In the early December 2018, an extremely controversial bill was passed by the Parliament of Australia. The bill was termed as the Assistance and Access Bill by the legislation has been passed with the support of the Australian Labour Party was previously under opposition. The law has successively made several international headlines for a number of reasons as it involves digital rights, technology, privacy and encryption. In general, the Australian government wants access to the encrypted messages although the actual legislation is quite complex and has been criticized as invasive widely. Despite of the controversy, the actual legislation did push the bill through in a hurry before the commencement of the holiday season. It is quite understandable why exactly the law enforcement agencies are desperate to have access to the encrypted messages.
The cropping up of the technology with encryption and several notable platforms such as Signal, WhatsApp and Wickr, the users are able to encrypt the messages with ease and undoubtedly prevent the law enforcement from gaining the access to those messages. Obviously, it cannot be denied that for the law enforcement agencies who can actually obtain the warrants this particular step can be a real hindrance during any ongoing investigations. The new law currently allows the Australian law enforcement to not only monitor the communications but to obtain the technological assistance from service providers in regard to these communications.

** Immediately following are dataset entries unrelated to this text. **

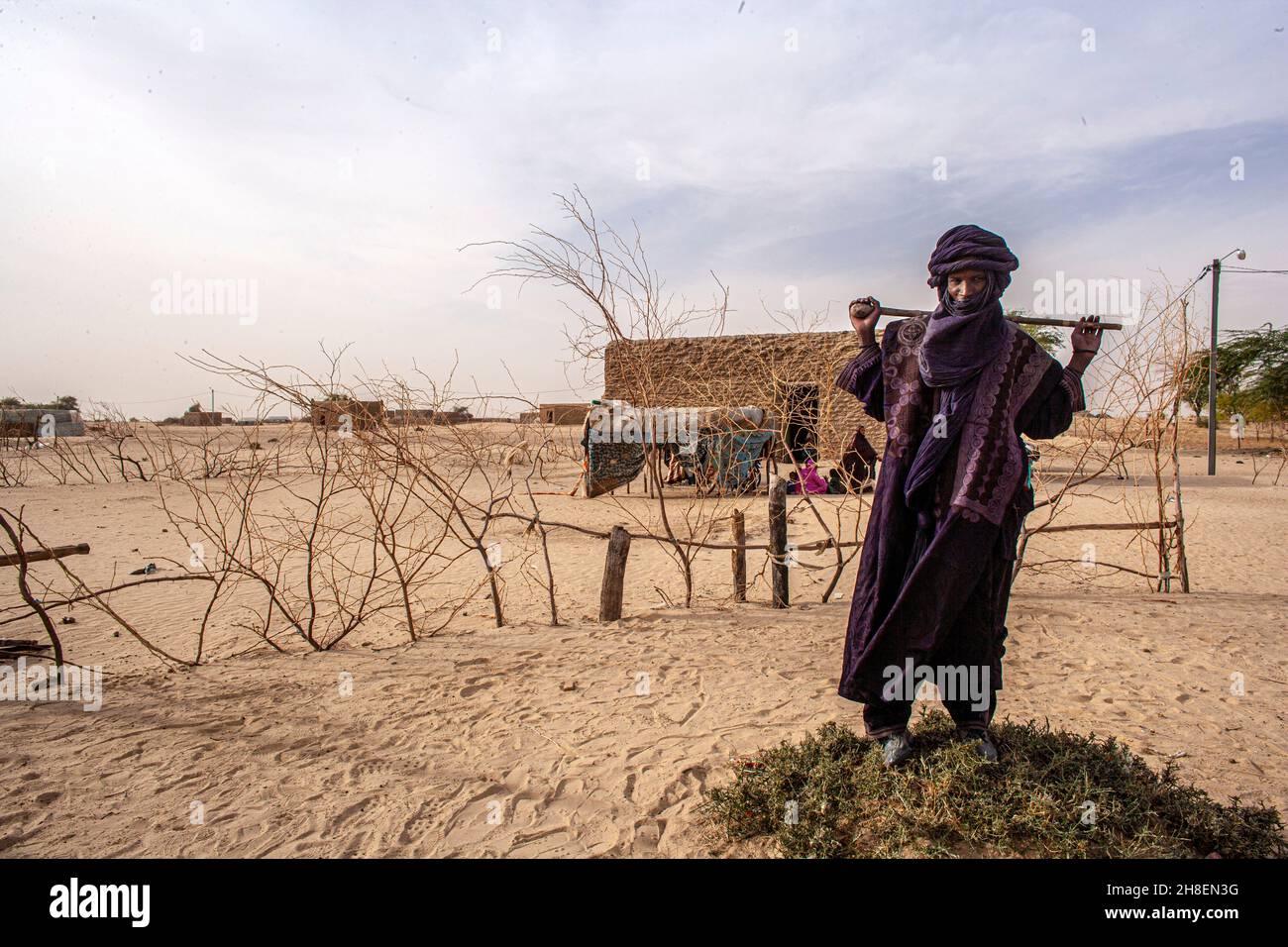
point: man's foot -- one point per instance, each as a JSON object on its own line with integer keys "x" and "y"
{"x": 896, "y": 749}
{"x": 984, "y": 745}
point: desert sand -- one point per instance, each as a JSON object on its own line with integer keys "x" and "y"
{"x": 588, "y": 738}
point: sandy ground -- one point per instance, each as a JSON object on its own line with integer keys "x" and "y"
{"x": 596, "y": 740}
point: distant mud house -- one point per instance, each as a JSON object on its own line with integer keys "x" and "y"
{"x": 793, "y": 373}
{"x": 339, "y": 412}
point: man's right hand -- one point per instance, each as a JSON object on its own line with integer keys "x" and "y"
{"x": 863, "y": 316}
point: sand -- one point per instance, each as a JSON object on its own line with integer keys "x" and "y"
{"x": 588, "y": 738}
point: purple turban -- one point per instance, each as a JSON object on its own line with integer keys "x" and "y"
{"x": 961, "y": 338}
{"x": 967, "y": 247}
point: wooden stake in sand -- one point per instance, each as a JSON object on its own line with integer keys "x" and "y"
{"x": 614, "y": 575}
{"x": 778, "y": 540}
{"x": 739, "y": 557}
{"x": 40, "y": 554}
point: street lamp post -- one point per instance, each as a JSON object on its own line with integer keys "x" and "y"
{"x": 1216, "y": 291}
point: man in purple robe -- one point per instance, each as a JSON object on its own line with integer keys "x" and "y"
{"x": 956, "y": 390}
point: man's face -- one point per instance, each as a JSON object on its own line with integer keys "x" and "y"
{"x": 969, "y": 282}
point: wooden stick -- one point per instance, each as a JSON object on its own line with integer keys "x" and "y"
{"x": 614, "y": 575}
{"x": 864, "y": 309}
{"x": 739, "y": 557}
{"x": 40, "y": 554}
{"x": 778, "y": 541}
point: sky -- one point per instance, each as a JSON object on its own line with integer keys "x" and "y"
{"x": 339, "y": 158}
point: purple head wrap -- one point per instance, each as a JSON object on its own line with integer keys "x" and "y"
{"x": 962, "y": 338}
{"x": 960, "y": 341}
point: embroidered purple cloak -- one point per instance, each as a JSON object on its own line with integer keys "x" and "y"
{"x": 951, "y": 600}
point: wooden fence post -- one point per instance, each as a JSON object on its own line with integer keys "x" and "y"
{"x": 614, "y": 575}
{"x": 739, "y": 558}
{"x": 778, "y": 540}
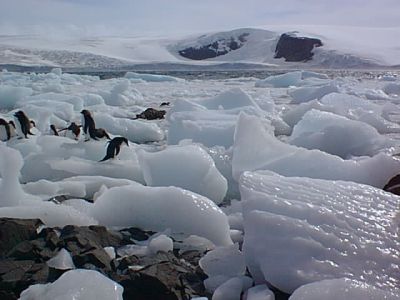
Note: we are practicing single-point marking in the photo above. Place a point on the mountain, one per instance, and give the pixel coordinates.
(278, 47)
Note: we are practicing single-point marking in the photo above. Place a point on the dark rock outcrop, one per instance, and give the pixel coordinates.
(25, 253)
(151, 114)
(296, 49)
(214, 49)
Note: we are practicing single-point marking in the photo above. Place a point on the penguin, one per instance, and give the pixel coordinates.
(5, 131)
(53, 130)
(73, 130)
(89, 126)
(393, 186)
(114, 146)
(12, 128)
(22, 124)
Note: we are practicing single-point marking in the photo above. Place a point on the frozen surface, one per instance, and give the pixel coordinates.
(189, 167)
(62, 261)
(269, 153)
(317, 229)
(76, 285)
(232, 289)
(332, 289)
(338, 135)
(260, 292)
(227, 261)
(160, 208)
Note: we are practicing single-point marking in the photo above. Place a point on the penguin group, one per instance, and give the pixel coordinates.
(21, 126)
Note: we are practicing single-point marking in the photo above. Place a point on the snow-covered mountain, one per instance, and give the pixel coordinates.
(339, 47)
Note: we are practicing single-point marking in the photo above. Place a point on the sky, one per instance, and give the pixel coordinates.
(170, 17)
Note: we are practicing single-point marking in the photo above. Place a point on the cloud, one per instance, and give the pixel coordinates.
(135, 17)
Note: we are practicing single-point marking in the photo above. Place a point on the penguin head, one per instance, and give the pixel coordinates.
(85, 112)
(125, 140)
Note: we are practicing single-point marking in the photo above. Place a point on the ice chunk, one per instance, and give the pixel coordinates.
(159, 208)
(227, 261)
(151, 77)
(281, 81)
(134, 130)
(62, 261)
(51, 214)
(305, 94)
(341, 288)
(260, 292)
(10, 95)
(160, 243)
(192, 168)
(269, 153)
(392, 88)
(207, 127)
(338, 135)
(229, 99)
(318, 229)
(76, 285)
(232, 289)
(11, 192)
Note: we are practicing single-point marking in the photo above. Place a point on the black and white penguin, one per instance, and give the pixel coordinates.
(12, 128)
(114, 146)
(73, 131)
(393, 186)
(23, 124)
(53, 130)
(89, 127)
(5, 131)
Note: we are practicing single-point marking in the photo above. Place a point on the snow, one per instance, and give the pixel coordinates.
(151, 77)
(269, 153)
(193, 170)
(316, 229)
(158, 208)
(227, 261)
(62, 261)
(298, 184)
(260, 292)
(373, 46)
(304, 94)
(160, 243)
(341, 288)
(76, 285)
(337, 135)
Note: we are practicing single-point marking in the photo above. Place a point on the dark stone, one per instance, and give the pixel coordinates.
(296, 49)
(7, 295)
(15, 231)
(151, 114)
(97, 257)
(135, 234)
(162, 276)
(80, 239)
(214, 49)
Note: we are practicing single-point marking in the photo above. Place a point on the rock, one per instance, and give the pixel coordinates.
(151, 114)
(135, 234)
(216, 48)
(294, 48)
(96, 257)
(90, 237)
(14, 231)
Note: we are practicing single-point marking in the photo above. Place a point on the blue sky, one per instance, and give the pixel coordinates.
(163, 17)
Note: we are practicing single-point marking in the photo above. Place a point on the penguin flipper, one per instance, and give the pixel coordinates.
(107, 157)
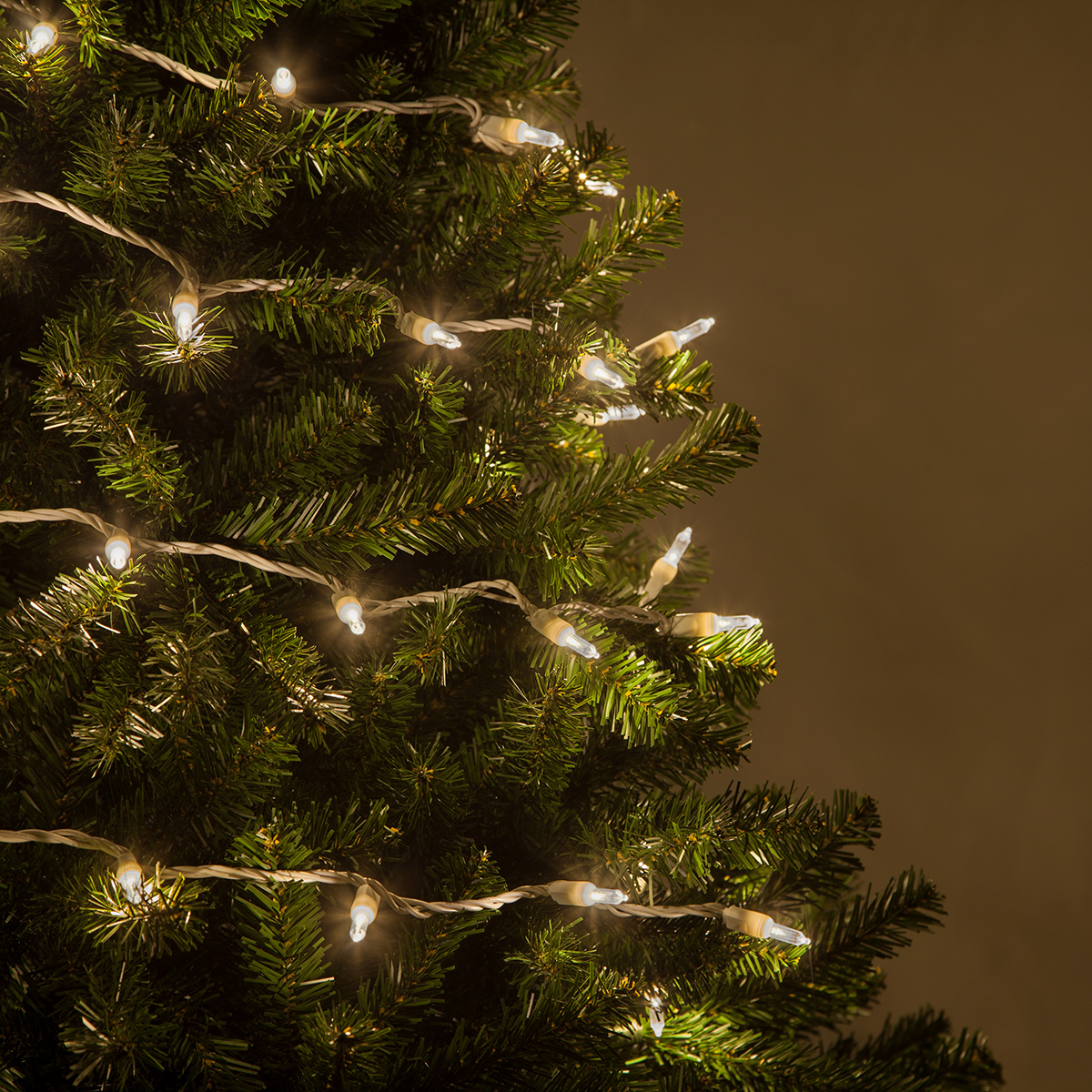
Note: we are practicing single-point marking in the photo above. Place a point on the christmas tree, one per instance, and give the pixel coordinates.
(353, 727)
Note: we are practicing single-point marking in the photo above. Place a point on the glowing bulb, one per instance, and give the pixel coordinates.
(118, 550)
(130, 877)
(284, 83)
(568, 639)
(185, 309)
(594, 369)
(528, 135)
(656, 1019)
(349, 611)
(582, 894)
(363, 913)
(784, 933)
(607, 189)
(677, 549)
(42, 37)
(435, 334)
(727, 622)
(622, 413)
(696, 329)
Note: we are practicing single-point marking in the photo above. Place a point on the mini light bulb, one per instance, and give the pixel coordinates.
(607, 189)
(774, 932)
(561, 633)
(582, 894)
(426, 331)
(677, 549)
(130, 878)
(514, 131)
(185, 309)
(283, 83)
(656, 1018)
(696, 329)
(594, 369)
(41, 38)
(528, 135)
(118, 550)
(365, 905)
(349, 611)
(727, 622)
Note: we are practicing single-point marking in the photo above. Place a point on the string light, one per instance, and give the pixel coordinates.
(593, 369)
(130, 877)
(756, 924)
(184, 307)
(119, 549)
(365, 907)
(561, 633)
(658, 1016)
(671, 341)
(283, 83)
(427, 331)
(41, 38)
(705, 623)
(582, 894)
(514, 131)
(665, 569)
(349, 610)
(612, 413)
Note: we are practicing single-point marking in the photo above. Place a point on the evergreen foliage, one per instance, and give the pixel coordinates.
(199, 711)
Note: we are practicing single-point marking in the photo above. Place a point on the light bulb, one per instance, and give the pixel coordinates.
(283, 83)
(130, 877)
(594, 369)
(582, 894)
(426, 331)
(677, 549)
(622, 413)
(349, 611)
(528, 135)
(118, 550)
(435, 334)
(784, 933)
(41, 38)
(696, 329)
(185, 309)
(607, 189)
(568, 639)
(727, 622)
(365, 905)
(656, 1019)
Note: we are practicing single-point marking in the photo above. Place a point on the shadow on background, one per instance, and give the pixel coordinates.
(887, 211)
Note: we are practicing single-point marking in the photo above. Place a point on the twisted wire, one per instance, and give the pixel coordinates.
(413, 907)
(48, 201)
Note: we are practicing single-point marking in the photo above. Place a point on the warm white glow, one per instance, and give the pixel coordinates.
(568, 639)
(435, 334)
(42, 37)
(677, 549)
(284, 83)
(528, 135)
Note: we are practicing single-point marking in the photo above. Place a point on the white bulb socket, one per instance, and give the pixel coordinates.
(349, 611)
(365, 907)
(583, 894)
(119, 549)
(283, 83)
(42, 36)
(593, 369)
(130, 877)
(528, 135)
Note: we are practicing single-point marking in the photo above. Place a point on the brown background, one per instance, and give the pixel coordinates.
(887, 211)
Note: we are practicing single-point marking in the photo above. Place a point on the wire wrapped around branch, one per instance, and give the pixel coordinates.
(48, 201)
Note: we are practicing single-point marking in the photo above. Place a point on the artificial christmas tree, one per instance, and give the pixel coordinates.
(353, 730)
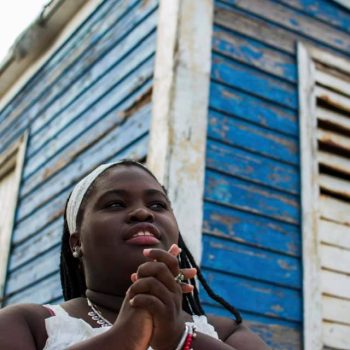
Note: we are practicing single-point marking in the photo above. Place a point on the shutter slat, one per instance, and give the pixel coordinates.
(330, 81)
(333, 139)
(337, 119)
(335, 162)
(335, 185)
(336, 310)
(335, 210)
(334, 234)
(335, 259)
(333, 98)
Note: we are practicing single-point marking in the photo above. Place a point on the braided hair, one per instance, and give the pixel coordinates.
(72, 273)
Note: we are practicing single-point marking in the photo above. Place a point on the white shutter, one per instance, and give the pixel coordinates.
(329, 119)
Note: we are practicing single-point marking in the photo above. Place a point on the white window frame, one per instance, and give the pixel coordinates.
(313, 337)
(180, 98)
(9, 159)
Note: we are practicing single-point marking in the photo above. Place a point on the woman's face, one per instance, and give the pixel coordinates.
(126, 212)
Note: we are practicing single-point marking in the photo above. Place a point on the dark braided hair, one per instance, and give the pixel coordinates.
(72, 274)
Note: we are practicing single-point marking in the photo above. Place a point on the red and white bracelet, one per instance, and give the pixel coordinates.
(187, 337)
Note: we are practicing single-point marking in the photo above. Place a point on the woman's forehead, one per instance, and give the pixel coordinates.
(125, 177)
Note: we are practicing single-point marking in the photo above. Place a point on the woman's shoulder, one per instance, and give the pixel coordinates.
(238, 335)
(23, 322)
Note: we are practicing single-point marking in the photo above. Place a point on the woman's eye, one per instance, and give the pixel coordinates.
(158, 206)
(115, 205)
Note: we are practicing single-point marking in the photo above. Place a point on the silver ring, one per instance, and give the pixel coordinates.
(180, 277)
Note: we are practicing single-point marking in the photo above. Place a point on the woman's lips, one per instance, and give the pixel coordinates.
(143, 238)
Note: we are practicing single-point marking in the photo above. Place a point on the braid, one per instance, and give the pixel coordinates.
(71, 273)
(190, 262)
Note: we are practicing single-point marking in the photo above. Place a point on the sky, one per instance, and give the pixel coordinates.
(15, 16)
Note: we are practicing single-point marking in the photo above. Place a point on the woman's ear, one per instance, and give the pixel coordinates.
(75, 244)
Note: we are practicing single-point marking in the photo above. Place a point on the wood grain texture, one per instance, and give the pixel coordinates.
(254, 263)
(253, 138)
(251, 108)
(252, 198)
(253, 167)
(254, 296)
(251, 229)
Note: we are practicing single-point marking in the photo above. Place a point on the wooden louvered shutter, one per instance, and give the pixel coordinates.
(325, 163)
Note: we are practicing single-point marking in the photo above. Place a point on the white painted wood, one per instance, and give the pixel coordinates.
(335, 185)
(334, 234)
(335, 162)
(11, 163)
(333, 82)
(335, 258)
(329, 59)
(333, 98)
(335, 284)
(334, 118)
(309, 200)
(331, 138)
(180, 107)
(335, 210)
(336, 310)
(336, 335)
(16, 73)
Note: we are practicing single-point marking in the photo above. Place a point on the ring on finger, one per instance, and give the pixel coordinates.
(180, 277)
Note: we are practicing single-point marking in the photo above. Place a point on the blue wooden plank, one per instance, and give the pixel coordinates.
(45, 240)
(294, 21)
(68, 124)
(74, 146)
(254, 53)
(278, 334)
(50, 211)
(250, 197)
(90, 23)
(251, 262)
(49, 186)
(248, 79)
(253, 109)
(253, 138)
(79, 67)
(254, 296)
(70, 57)
(251, 229)
(324, 10)
(38, 269)
(253, 167)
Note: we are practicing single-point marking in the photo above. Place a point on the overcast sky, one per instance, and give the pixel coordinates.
(15, 16)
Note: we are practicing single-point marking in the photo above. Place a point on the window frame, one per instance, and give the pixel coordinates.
(13, 157)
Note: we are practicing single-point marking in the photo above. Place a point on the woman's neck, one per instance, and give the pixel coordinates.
(108, 302)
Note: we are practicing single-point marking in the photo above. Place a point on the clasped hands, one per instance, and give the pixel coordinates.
(156, 291)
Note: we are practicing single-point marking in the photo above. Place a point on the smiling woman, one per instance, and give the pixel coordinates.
(127, 277)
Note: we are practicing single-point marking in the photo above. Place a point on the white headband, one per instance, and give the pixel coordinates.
(79, 191)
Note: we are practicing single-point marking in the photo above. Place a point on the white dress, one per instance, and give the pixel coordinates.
(64, 330)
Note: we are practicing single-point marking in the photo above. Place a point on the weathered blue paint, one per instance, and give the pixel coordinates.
(89, 103)
(252, 238)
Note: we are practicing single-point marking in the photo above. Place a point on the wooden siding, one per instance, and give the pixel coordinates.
(252, 234)
(90, 103)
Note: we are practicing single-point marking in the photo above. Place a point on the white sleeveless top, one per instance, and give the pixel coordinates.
(64, 330)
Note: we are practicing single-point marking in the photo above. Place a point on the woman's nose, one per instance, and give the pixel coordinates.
(140, 215)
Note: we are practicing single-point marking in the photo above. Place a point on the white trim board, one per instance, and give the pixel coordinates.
(180, 110)
(11, 160)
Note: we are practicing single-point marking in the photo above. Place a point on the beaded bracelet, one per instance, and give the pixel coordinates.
(189, 339)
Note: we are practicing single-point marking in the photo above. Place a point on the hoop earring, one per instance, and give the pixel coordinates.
(77, 252)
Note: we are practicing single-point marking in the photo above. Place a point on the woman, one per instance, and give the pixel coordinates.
(127, 284)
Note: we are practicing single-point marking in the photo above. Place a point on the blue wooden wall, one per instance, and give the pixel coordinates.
(252, 238)
(89, 103)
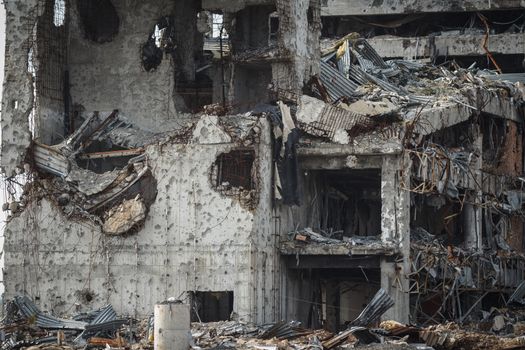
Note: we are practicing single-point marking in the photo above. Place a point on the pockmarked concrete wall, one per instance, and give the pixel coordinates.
(108, 76)
(194, 239)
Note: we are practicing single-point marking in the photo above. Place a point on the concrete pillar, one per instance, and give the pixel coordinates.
(473, 214)
(395, 228)
(172, 326)
(333, 296)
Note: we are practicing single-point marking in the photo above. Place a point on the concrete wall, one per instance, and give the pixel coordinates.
(17, 97)
(194, 239)
(110, 76)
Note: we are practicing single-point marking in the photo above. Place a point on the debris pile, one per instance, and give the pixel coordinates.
(25, 325)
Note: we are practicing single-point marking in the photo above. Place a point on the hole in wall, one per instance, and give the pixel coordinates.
(160, 41)
(234, 169)
(310, 15)
(211, 306)
(99, 19)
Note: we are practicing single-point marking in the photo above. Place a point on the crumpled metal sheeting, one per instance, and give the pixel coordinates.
(332, 119)
(107, 313)
(335, 82)
(365, 51)
(30, 310)
(285, 330)
(518, 295)
(379, 304)
(443, 170)
(50, 159)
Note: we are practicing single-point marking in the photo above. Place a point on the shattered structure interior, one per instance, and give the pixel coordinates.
(269, 159)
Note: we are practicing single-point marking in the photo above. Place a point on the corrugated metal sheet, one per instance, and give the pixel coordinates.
(106, 314)
(379, 304)
(50, 160)
(31, 311)
(517, 296)
(332, 119)
(335, 82)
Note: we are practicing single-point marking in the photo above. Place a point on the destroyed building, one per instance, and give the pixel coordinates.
(264, 159)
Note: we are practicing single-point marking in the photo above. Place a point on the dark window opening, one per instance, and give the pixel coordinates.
(99, 19)
(310, 16)
(160, 41)
(59, 15)
(438, 216)
(349, 202)
(329, 297)
(251, 28)
(198, 93)
(211, 306)
(274, 28)
(234, 169)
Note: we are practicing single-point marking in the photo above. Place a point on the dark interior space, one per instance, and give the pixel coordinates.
(212, 306)
(99, 19)
(439, 216)
(330, 297)
(234, 169)
(252, 28)
(349, 201)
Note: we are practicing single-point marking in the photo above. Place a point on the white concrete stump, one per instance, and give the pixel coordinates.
(172, 326)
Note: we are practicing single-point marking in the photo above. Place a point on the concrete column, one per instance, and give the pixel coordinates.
(395, 228)
(172, 326)
(333, 296)
(473, 214)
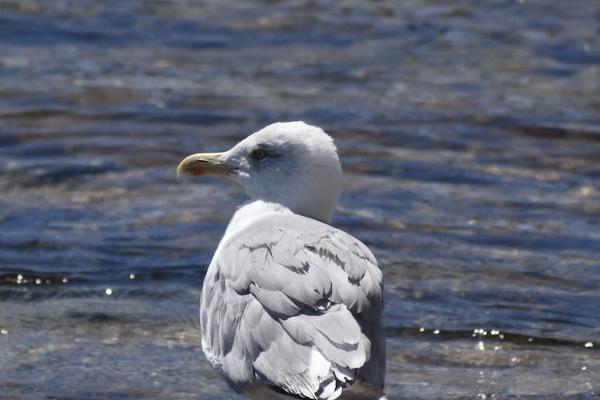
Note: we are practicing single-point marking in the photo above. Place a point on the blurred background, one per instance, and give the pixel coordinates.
(469, 132)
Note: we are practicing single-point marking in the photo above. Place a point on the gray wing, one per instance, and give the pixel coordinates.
(296, 304)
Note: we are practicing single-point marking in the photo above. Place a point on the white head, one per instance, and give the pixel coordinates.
(290, 163)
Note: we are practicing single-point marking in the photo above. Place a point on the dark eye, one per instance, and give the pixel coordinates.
(258, 154)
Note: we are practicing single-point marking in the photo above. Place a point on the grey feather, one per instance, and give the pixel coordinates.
(272, 296)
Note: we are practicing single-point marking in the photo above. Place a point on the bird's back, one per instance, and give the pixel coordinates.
(294, 305)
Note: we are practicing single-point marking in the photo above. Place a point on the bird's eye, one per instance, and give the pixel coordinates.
(258, 154)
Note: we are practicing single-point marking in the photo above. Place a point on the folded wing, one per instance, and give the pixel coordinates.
(295, 304)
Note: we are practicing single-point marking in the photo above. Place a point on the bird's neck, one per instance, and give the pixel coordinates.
(250, 212)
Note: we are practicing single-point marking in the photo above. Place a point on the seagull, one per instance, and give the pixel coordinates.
(290, 306)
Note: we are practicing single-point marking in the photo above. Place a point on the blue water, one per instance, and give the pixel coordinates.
(470, 136)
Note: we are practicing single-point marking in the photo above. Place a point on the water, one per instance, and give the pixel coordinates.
(470, 136)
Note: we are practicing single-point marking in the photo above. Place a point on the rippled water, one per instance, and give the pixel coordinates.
(469, 131)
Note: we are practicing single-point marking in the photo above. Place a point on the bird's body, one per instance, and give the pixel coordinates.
(291, 306)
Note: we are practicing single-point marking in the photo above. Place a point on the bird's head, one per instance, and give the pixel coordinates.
(290, 163)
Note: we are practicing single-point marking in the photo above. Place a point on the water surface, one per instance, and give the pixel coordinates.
(470, 136)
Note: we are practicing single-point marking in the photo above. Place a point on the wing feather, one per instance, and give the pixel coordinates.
(294, 303)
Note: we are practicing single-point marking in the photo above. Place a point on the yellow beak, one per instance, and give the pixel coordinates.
(203, 164)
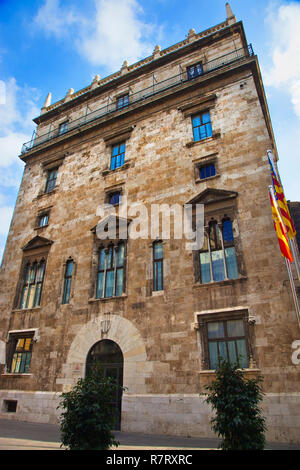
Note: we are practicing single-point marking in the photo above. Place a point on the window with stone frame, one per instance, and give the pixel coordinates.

This has quickly caught the attention of the human rights organizations. The Australian Human Rights Commission (AHRC) in a detailed statement has pointed out that the bill essentially eradicates the privilege of the self-incrimination. The bill does though to an extension compromise in the sense that companies cannot be asked to build vulnerability into their systems to permit this kind of monitoring that could potentially cause uproar from those who do believe in privacy rights.